In particular, ETFs themselves are treated as individual listed stocks. This characteristic brings them closer to competitive products than to entities that develop in parallel with actions.


Basically, this is interpreted as the result of a lack of confidence in the domestic stock market, which has shifted to indirect investment vehicles such as funds. The “Korean discount,” which refers to the undervaluation of the Korean stock market, is seen as a factor that continues to hamper the fund market.
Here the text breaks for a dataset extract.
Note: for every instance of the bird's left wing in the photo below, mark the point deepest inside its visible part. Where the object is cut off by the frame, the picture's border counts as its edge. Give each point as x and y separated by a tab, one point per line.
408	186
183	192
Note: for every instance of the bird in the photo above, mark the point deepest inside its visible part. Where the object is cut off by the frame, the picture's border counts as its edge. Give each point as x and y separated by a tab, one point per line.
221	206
According to the Korea Stock Exchange, the annual purchasing amount in the domestic stock market, which stood at 6.769 trillion won in 2021, fell to 3.914 trillion won in 2022. Although it recovered to 4.809 trillion won last year, it is still below 5.0 trillion won. won the mark.


Rapid increases in policy and market interest rates over the past two to three years have led to an expansion of individual preferences for bond investments. Additionally, the emergence of consumer offering funds and ETFs investing in sectors such as materials, parts and equipment, as well as emerging markets that were previously difficult to access, has also contributed to a relative decrease in the factors that determine investments in domestic stocks.